The Supreme Court decided on January 27, 2020, to issue a stay of an injunction against the “public charge rule.” What does all that mean? Essentially, the Trump Administration created a new rule that would have applied to many immigrants in the United States, particularly those seeking green cards. The rule was announced on August 14, 2019 and was set to become effective on October 15, 2019. Before that could happen, several federal district courts issued what are called “injunctions” against the rule, preventing it from going into effect. Since that time, immigration has not been able to start applying the rule.
The Supreme Court’s decision is not a final decision on the rule itself, which will likely work its way through the federal court system first. This decision is only related to an application for a “stay,” which is essentially a court order to temporarily stop a lower court’s action. Put another way, the Supreme Court undid the decisions of the lower courts, and since those decisions were all that held back the new rule, that rule will likely go into effect soon.
Why did the Supreme Court do this? The Court issued a decision explaining it’s reasoning, but not a full decision as is done at the end of a case. These kinds of decisions rarely involve a thorough discussion of the legal issues involved; rather, they deal with whether a rule goes into effect while it is challenged in the courts. You can read the decision below:
The decision was made on a 5-4 split, meaning that it was very divisive. The sole opinion reflects growing concerns about court injunctions which have nationwide impact. The four dissenting justices did not write to explain their reasoning, which is typical.
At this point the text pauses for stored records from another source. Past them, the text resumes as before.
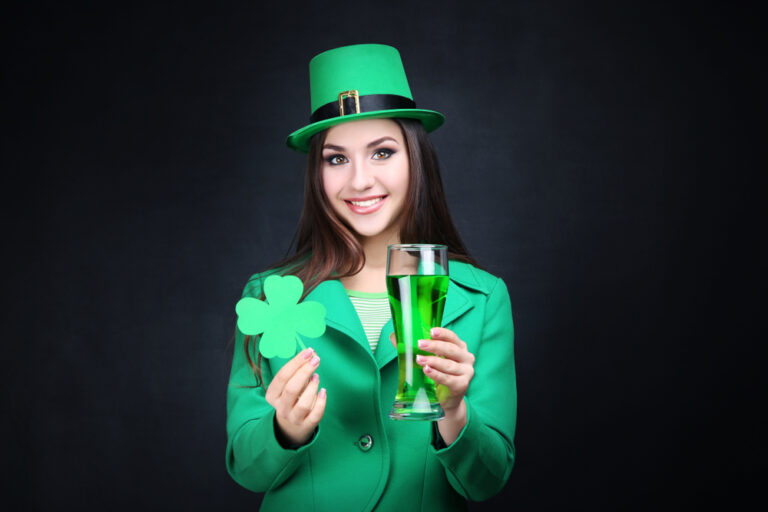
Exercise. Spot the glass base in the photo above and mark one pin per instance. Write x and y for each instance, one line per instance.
(416, 411)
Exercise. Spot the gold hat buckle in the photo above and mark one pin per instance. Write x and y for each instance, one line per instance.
(349, 94)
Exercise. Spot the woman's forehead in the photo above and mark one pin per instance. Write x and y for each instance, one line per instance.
(363, 131)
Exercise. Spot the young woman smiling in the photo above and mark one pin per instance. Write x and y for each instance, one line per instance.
(312, 432)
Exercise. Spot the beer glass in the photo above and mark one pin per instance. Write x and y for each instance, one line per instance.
(417, 283)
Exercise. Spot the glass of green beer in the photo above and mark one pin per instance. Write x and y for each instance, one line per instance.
(417, 283)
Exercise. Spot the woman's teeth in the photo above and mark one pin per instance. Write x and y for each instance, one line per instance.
(369, 202)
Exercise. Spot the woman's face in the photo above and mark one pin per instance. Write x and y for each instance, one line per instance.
(365, 175)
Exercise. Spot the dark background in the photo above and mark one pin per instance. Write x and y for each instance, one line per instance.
(601, 157)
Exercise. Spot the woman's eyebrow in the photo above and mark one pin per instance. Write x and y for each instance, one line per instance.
(376, 142)
(379, 141)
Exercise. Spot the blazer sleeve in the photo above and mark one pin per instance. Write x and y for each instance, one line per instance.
(254, 457)
(479, 461)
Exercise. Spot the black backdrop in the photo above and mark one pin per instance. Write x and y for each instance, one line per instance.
(597, 156)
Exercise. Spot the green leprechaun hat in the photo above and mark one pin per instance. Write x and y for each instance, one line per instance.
(362, 81)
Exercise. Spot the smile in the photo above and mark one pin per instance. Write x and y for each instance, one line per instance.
(365, 205)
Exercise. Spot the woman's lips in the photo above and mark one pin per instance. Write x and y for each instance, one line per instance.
(365, 205)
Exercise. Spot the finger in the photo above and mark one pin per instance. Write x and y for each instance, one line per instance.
(452, 382)
(275, 389)
(444, 349)
(295, 386)
(444, 365)
(319, 408)
(441, 333)
(304, 404)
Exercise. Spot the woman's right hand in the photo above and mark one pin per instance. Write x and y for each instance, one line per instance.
(299, 407)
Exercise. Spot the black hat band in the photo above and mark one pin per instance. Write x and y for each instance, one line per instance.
(351, 103)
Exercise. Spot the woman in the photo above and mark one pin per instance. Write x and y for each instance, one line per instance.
(313, 432)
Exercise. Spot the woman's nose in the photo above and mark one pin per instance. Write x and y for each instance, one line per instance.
(362, 176)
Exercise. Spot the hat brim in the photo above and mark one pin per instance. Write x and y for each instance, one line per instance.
(299, 140)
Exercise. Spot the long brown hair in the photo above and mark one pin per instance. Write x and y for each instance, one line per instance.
(326, 246)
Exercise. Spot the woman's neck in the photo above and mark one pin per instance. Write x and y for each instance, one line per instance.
(372, 277)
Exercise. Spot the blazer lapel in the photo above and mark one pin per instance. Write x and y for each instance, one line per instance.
(340, 314)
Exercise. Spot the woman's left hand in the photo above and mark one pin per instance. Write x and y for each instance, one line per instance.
(451, 367)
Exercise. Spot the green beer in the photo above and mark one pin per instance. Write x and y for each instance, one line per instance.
(417, 303)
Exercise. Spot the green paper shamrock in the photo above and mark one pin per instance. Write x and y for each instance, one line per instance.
(282, 320)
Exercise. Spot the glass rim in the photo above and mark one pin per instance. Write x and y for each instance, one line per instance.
(416, 246)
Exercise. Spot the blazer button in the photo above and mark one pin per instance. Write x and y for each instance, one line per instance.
(365, 442)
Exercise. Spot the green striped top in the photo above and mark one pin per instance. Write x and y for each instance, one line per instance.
(373, 310)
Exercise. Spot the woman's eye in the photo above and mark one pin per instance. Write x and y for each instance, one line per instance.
(382, 154)
(336, 159)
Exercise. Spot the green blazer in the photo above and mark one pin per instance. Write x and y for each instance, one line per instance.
(360, 459)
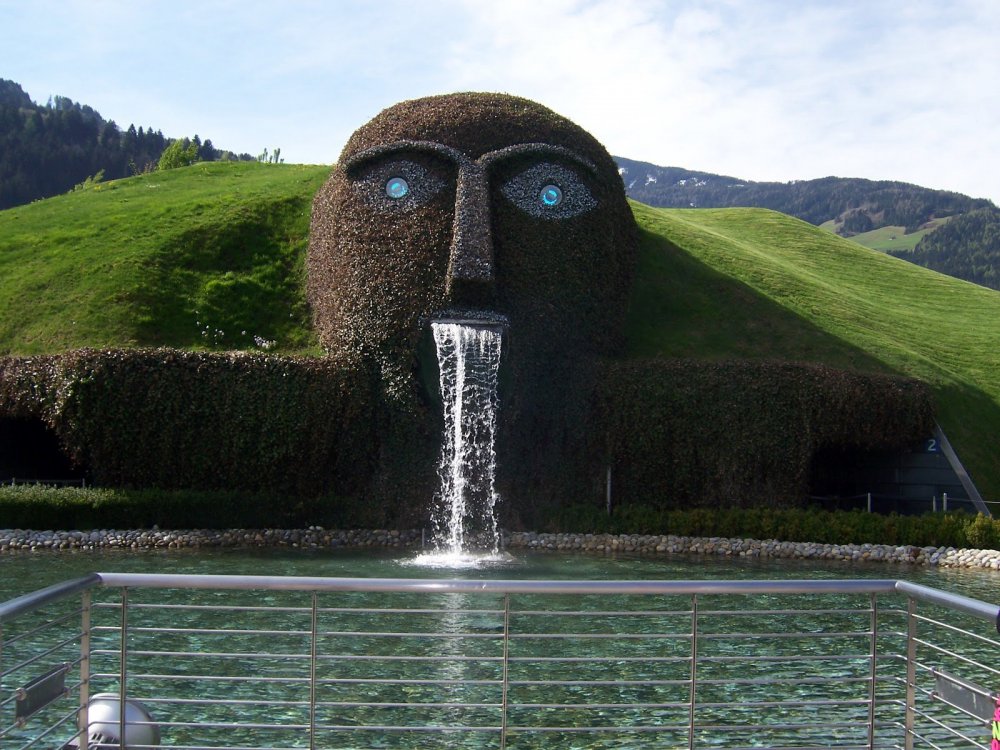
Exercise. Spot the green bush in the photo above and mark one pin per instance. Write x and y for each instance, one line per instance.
(75, 508)
(683, 433)
(786, 524)
(248, 423)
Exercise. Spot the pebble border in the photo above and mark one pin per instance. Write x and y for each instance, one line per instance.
(13, 541)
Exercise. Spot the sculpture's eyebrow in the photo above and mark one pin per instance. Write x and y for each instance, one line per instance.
(457, 157)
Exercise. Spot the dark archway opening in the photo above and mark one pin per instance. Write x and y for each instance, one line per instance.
(30, 451)
(917, 479)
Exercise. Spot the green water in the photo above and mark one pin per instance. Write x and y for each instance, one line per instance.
(24, 572)
(634, 653)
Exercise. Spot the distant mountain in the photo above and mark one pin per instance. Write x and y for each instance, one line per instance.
(47, 150)
(851, 207)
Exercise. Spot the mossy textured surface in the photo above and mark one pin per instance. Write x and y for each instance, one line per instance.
(473, 239)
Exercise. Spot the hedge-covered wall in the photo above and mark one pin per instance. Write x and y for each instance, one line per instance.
(683, 433)
(174, 419)
(677, 433)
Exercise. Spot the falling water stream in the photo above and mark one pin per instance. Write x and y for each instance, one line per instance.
(463, 515)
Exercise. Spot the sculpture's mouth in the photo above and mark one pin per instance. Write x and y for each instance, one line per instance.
(472, 318)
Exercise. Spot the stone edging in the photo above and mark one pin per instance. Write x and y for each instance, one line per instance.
(17, 540)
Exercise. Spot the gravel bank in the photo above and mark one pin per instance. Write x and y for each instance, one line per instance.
(14, 541)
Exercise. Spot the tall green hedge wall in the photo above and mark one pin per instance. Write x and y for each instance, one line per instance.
(676, 433)
(684, 433)
(174, 419)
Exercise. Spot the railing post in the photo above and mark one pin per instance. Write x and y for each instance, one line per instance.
(123, 667)
(873, 672)
(314, 630)
(694, 670)
(505, 672)
(83, 717)
(911, 670)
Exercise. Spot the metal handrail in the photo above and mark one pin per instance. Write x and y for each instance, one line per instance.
(676, 677)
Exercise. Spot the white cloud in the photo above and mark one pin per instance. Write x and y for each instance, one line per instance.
(769, 89)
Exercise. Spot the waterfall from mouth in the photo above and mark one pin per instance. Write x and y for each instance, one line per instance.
(468, 361)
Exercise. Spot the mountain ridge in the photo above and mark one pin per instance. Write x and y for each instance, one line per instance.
(851, 207)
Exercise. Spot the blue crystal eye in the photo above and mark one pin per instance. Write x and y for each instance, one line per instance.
(551, 195)
(397, 188)
(553, 192)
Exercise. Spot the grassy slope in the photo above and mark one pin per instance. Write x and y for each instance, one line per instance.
(827, 299)
(158, 259)
(208, 256)
(890, 238)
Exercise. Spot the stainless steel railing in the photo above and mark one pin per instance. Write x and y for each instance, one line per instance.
(293, 662)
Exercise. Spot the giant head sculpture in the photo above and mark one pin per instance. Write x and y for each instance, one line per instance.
(470, 206)
(476, 207)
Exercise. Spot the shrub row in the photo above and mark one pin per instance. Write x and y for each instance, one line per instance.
(683, 433)
(785, 524)
(73, 508)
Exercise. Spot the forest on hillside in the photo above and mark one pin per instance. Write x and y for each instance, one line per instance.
(46, 150)
(965, 247)
(969, 249)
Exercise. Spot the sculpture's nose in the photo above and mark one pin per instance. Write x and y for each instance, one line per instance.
(470, 265)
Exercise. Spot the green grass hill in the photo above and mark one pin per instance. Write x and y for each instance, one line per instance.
(212, 257)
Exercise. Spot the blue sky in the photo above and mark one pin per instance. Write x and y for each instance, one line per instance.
(755, 89)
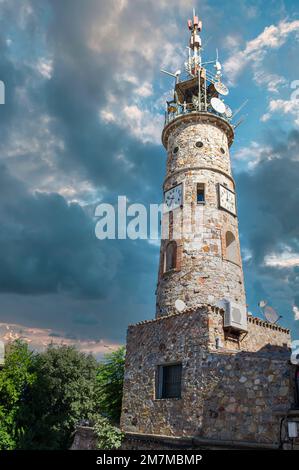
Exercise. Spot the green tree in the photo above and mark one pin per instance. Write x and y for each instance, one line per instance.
(110, 380)
(64, 392)
(15, 378)
(109, 437)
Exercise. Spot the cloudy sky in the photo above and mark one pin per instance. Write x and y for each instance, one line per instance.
(82, 124)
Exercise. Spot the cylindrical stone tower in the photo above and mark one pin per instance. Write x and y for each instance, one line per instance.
(204, 265)
(200, 260)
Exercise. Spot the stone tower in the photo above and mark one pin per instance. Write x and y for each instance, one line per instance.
(200, 261)
(204, 373)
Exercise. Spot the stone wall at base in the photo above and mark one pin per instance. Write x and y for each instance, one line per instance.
(227, 394)
(84, 439)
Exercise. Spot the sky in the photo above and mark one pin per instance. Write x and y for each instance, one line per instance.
(81, 125)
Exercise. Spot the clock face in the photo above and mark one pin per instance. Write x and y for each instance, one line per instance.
(173, 198)
(227, 199)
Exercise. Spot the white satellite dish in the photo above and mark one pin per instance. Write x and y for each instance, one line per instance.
(180, 305)
(221, 88)
(270, 314)
(228, 112)
(2, 353)
(218, 105)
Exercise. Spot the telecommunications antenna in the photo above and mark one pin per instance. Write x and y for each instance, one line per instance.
(180, 305)
(271, 315)
(176, 74)
(218, 105)
(262, 303)
(228, 112)
(221, 88)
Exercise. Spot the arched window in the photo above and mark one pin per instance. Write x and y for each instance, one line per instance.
(170, 256)
(231, 247)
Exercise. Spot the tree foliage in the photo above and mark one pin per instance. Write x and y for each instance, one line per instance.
(43, 396)
(109, 436)
(15, 378)
(110, 380)
(64, 392)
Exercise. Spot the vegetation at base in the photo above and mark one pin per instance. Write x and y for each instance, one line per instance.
(109, 436)
(110, 381)
(44, 396)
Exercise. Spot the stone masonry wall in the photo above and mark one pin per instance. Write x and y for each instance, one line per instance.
(226, 394)
(204, 274)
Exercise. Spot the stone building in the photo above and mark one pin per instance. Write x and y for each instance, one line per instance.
(204, 373)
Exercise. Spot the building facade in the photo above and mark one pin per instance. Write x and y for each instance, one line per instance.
(204, 373)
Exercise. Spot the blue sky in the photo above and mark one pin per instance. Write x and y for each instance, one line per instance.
(82, 124)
Justice Gorsuch wrote a concurring opinion, joined by Justice Thomas, which sheds some light on what at least two of the Justices were thinking. A short summary of the key points is:
- Justice Gorsuch is clearly annoyed by district court judges preventing the government from implementing a rule, applying that relief to everyone without regard to where they live or whether they were part of the lawsuit in question
- The decision is an outcome of the increasing use of injunctions, which follows directly from the Trump Administration’s push to modify the immigration system via regulations to the greatest extent possible, often pushing the boundaries of the law and always creating litigation
- Justice Gorsuch appears to believe that only the parties to a case should be implicated in an injunction of a rule such as this one, and seems to yearn for an opportunity to curb the practice in general
These are interesting issues, and there is no doubt that future cases might present an opportunity for the Supreme Court to cut back on the lower courts’ ability to issue injunctions. At the same time, the practice of injunctions seems to follow directly from the increased use of substantive rule-making by various administrations, including Trump and Obama, which also have nationwide impact and affect millions of people.
There is a very good reason to prevent the government from implementing a controversial new rule while the issue is reviewed in the courts – the rule might be unconstitutional. It may in practice frustrate an administration’s ability to implement its will, as it did preventing Obama from implementing his DAPA program. But there is nothing preventing the Circuit Courts of Appeals from issuing their own stays, as happened here in several cases, nor the Supreme Court from stepping it on its own. The federal government is certainly in a better position to litigate these matters than the millions of people who would otherwise have to sue individually to get individual injunctions, as Justice Gorsuch seems to favor. Despite his concerns, this does seem more efficient than the alternative he appears to favor.
What is the practical effect of this decision? At the moment, nothing has changed. But it is likely that USCIS will announce a date to begin implementing the rule, with all of its substantive changes, within days or weeks. That is significant. That announcement will likely appear on USCIS’ website. It appears that the decision does not extend to the injunction that applies in the state of Illinois, for the moment, but since the rule has not yet been implemented anywhere it’s best to wait and see how immigration interprets it with regard to the geographic impact.
What should attorneys and applicants be doing now? File your applications. If you are sitting on any adjustment of status that might be affected by this rule, it likely needs to be mailed immediately. The rule’s implementation will mean that many forms need to be redone, entirely new forms and fees will be required, and some people might even be denied based on the public charge grounds. Anyone who is still in the process of preparing an application needs to re-evaluate their eligibility, what forms are likely to require changes, and discuss those things with an attorney.